A less common but important scenario was identification of a presumably fully penetrant variant in mosaic state in a phenotypically normal parent. Mosaicism in autosomal dominant disorders is a well-known phenomenon.2 When mosaicism is present, the bioinformatics variant analysis platform might automatically mark an individual as either heterozygous or wild type, depending on variant filtering settings and on number of reads carrying the disease-causing variant. From the clinical point of view, the phenotype of a mosaic individual might be normal, relatively mild, or full-blown. As exemplified by case 10, a mosaic asymptomatic mother with a variant in the DDX3X gene causing a dominant disorder (mental retardation, X-linked 102) gave birth to three affected daughters.

In the category of double diagnosis, also a well-known phenomenon,15 particularly confusing were situations when different rare disorders with overlapping clinical features presented in the proband and the parents.

Reviewing images of the proband and the parents to correctly assign parental disease status following identification of disease-causing variant was important in three cases in our cohort.

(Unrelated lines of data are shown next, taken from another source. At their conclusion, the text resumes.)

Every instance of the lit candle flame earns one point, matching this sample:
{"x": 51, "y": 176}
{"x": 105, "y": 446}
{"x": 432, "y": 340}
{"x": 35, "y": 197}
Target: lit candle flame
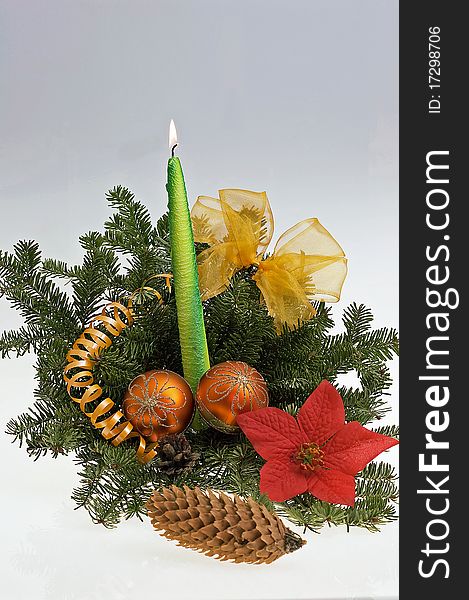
{"x": 173, "y": 136}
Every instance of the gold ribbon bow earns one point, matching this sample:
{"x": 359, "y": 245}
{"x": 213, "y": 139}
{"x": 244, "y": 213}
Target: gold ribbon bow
{"x": 307, "y": 263}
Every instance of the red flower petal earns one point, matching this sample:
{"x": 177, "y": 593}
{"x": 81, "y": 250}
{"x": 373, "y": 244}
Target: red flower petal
{"x": 322, "y": 414}
{"x": 353, "y": 447}
{"x": 332, "y": 486}
{"x": 273, "y": 432}
{"x": 281, "y": 480}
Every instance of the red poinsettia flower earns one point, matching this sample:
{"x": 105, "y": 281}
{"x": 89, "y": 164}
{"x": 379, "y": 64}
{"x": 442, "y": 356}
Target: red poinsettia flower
{"x": 316, "y": 452}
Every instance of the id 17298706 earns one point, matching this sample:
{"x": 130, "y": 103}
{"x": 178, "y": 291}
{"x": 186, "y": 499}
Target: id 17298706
{"x": 434, "y": 70}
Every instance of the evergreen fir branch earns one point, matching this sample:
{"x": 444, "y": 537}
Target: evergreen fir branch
{"x": 124, "y": 259}
{"x": 389, "y": 430}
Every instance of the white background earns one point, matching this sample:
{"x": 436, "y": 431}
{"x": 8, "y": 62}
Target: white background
{"x": 295, "y": 98}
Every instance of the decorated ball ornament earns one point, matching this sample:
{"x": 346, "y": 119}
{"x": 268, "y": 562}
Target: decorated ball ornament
{"x": 159, "y": 403}
{"x": 228, "y": 390}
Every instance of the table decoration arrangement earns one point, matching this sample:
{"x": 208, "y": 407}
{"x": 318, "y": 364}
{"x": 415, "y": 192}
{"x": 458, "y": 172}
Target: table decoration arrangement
{"x": 193, "y": 376}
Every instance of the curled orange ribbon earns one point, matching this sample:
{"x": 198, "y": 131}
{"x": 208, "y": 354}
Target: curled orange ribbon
{"x": 307, "y": 264}
{"x": 78, "y": 373}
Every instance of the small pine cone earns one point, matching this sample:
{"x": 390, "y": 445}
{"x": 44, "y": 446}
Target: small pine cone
{"x": 219, "y": 526}
{"x": 175, "y": 454}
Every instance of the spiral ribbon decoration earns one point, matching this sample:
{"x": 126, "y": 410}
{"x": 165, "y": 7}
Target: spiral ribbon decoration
{"x": 79, "y": 378}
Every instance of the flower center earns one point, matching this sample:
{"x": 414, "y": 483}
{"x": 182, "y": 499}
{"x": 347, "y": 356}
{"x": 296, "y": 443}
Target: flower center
{"x": 309, "y": 456}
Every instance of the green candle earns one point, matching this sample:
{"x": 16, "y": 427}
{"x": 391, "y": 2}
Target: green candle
{"x": 190, "y": 315}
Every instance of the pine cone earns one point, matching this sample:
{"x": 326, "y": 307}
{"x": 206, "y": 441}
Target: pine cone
{"x": 175, "y": 454}
{"x": 219, "y": 526}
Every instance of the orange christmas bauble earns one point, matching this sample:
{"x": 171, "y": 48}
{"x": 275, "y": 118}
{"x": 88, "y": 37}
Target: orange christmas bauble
{"x": 158, "y": 403}
{"x": 227, "y": 390}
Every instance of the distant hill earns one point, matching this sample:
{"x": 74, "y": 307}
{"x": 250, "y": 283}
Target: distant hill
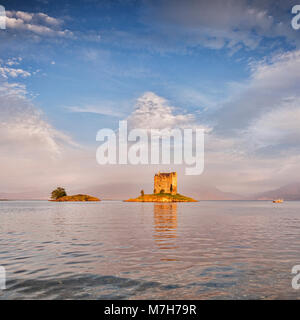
{"x": 288, "y": 192}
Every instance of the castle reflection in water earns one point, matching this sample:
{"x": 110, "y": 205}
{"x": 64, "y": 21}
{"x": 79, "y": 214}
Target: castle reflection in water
{"x": 165, "y": 225}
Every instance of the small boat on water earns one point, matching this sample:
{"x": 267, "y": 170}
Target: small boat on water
{"x": 278, "y": 201}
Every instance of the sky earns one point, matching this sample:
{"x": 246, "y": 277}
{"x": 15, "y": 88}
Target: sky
{"x": 71, "y": 68}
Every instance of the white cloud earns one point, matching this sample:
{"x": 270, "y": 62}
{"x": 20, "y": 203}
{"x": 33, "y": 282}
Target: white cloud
{"x": 218, "y": 24}
{"x": 104, "y": 108}
{"x": 38, "y": 23}
{"x": 155, "y": 112}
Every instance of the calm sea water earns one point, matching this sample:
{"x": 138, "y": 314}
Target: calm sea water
{"x": 116, "y": 250}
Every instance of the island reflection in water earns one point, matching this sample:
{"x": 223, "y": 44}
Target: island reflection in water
{"x": 165, "y": 226}
{"x": 117, "y": 250}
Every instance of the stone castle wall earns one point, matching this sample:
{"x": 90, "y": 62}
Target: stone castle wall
{"x": 166, "y": 182}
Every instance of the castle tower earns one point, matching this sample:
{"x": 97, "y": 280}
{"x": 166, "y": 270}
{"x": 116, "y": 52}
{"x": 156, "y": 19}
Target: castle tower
{"x": 166, "y": 182}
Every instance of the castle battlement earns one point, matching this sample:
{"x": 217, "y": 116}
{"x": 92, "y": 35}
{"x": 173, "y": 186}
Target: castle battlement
{"x": 166, "y": 182}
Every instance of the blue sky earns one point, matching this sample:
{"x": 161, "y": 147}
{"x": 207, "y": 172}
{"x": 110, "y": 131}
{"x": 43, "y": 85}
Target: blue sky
{"x": 83, "y": 65}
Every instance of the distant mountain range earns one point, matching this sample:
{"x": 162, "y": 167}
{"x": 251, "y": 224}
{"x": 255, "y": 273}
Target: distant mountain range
{"x": 125, "y": 191}
{"x": 288, "y": 192}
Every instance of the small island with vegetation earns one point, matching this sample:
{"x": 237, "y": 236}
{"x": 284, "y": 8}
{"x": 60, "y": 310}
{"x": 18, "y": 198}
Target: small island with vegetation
{"x": 60, "y": 195}
{"x": 165, "y": 190}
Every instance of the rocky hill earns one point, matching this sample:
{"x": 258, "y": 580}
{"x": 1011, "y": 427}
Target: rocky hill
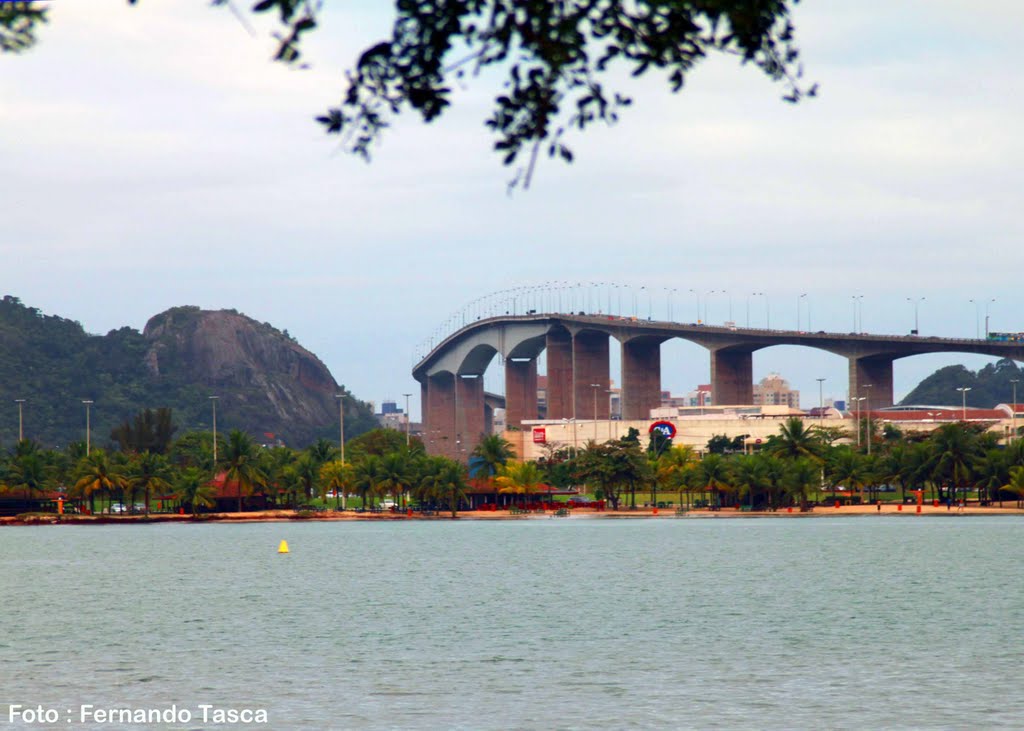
{"x": 266, "y": 383}
{"x": 990, "y": 385}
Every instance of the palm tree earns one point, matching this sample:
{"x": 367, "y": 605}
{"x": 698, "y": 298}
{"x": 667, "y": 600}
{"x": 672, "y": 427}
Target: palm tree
{"x": 519, "y": 478}
{"x": 795, "y": 441}
{"x": 323, "y": 450}
{"x": 367, "y": 476}
{"x": 29, "y": 473}
{"x": 670, "y": 465}
{"x": 148, "y": 472}
{"x": 846, "y": 467}
{"x": 193, "y": 486}
{"x": 714, "y": 476}
{"x": 993, "y": 472}
{"x": 97, "y": 475}
{"x": 241, "y": 460}
{"x": 802, "y": 475}
{"x": 275, "y": 464}
{"x": 396, "y": 474}
{"x": 750, "y": 475}
{"x": 305, "y": 473}
{"x": 337, "y": 476}
{"x": 954, "y": 455}
{"x": 443, "y": 480}
{"x": 492, "y": 453}
{"x": 1016, "y": 484}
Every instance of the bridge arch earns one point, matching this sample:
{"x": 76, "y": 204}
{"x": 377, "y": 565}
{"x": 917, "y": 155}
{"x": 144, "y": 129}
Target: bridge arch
{"x": 577, "y": 349}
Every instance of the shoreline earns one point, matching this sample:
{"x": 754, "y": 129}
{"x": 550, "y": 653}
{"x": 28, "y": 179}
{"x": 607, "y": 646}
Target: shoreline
{"x": 281, "y": 516}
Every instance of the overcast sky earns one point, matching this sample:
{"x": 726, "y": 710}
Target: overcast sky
{"x": 152, "y": 157}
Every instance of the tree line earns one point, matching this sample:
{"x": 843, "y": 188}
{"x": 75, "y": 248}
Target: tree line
{"x": 798, "y": 466}
{"x": 794, "y": 468}
{"x": 150, "y": 467}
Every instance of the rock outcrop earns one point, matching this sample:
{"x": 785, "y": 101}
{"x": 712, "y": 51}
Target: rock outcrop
{"x": 265, "y": 381}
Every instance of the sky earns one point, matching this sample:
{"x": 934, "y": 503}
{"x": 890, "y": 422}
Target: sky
{"x": 153, "y": 157}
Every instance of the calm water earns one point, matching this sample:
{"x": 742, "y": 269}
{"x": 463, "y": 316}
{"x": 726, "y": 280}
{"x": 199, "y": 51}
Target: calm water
{"x": 821, "y": 624}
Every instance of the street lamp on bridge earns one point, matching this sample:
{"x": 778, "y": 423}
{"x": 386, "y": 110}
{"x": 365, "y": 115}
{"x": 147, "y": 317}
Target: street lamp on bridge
{"x": 88, "y": 429}
{"x": 20, "y": 420}
{"x": 857, "y": 400}
{"x": 915, "y": 301}
{"x": 964, "y": 391}
{"x": 1013, "y": 415}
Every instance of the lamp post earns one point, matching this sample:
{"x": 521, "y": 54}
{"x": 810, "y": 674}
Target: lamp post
{"x": 609, "y": 392}
{"x": 213, "y": 403}
{"x": 977, "y": 318}
{"x": 341, "y": 423}
{"x": 20, "y": 420}
{"x": 88, "y": 430}
{"x": 767, "y": 318}
{"x": 964, "y": 391}
{"x": 1013, "y": 415}
{"x": 858, "y": 399}
{"x": 867, "y": 433}
{"x": 409, "y": 419}
{"x": 915, "y": 301}
{"x": 708, "y": 295}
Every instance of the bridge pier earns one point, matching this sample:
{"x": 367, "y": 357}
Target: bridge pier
{"x": 590, "y": 356}
{"x": 559, "y": 346}
{"x": 520, "y": 391}
{"x": 641, "y": 378}
{"x": 438, "y": 413}
{"x": 731, "y": 377}
{"x": 470, "y": 422}
{"x": 877, "y": 371}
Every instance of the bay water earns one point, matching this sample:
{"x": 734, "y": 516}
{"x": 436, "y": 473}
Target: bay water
{"x": 891, "y": 622}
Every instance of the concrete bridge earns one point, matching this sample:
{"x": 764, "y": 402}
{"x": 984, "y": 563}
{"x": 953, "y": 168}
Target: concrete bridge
{"x": 451, "y": 376}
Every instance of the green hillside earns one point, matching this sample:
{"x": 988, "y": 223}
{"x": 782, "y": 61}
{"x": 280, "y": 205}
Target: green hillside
{"x": 989, "y": 386}
{"x": 53, "y": 363}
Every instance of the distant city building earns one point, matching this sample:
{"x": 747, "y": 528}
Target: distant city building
{"x": 390, "y": 417}
{"x": 774, "y": 391}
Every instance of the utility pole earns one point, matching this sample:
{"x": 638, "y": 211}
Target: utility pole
{"x": 20, "y": 421}
{"x": 409, "y": 419}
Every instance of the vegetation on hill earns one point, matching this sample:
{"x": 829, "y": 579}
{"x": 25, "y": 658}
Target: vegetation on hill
{"x": 54, "y": 364}
{"x": 990, "y": 385}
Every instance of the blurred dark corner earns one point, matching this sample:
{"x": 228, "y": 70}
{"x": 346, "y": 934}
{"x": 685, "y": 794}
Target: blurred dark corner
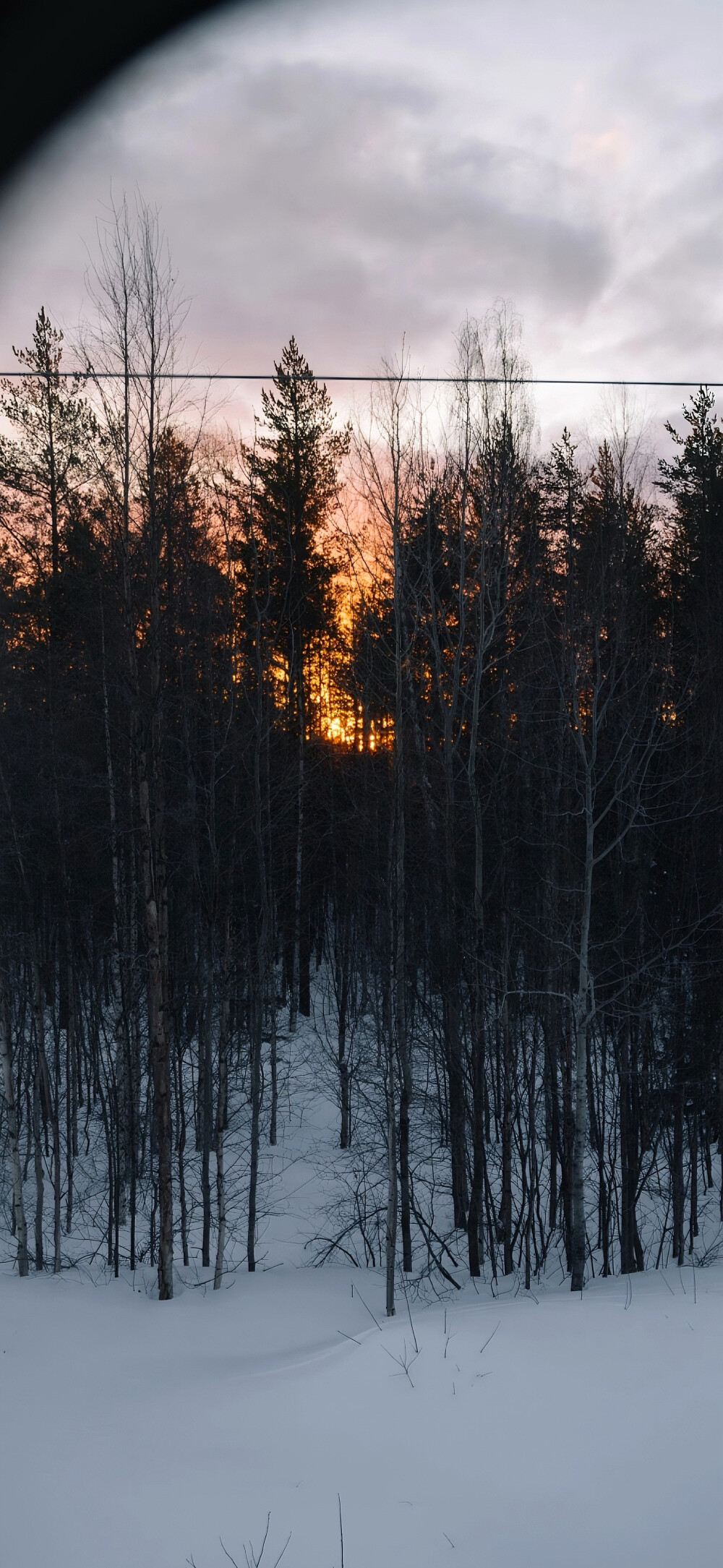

In conclusion, by showing situations where a causative variant might be missed or misclassified due to mistaken assignment of the disease status of the individual tested, we emphasize that phenotypic information should be collected and communicated to the variant interpretation team not only for the proband but also for family members. Categories of potentially helpful phenotypic information are listed in Table S3. Providing variant interpretation teams with a thorough description of parental cognitive status and physical findings, as well as collecting parental photos, including their photos from childhood, are of utmost importance. In addition, differences in clinical presentations in family members, even if subtle, should be clearly documented. We think that inclusion of clinical geneticists into ES data interpretation teams will help to recognize situations where additional phenotypic data should be obtained and matched with molecular data.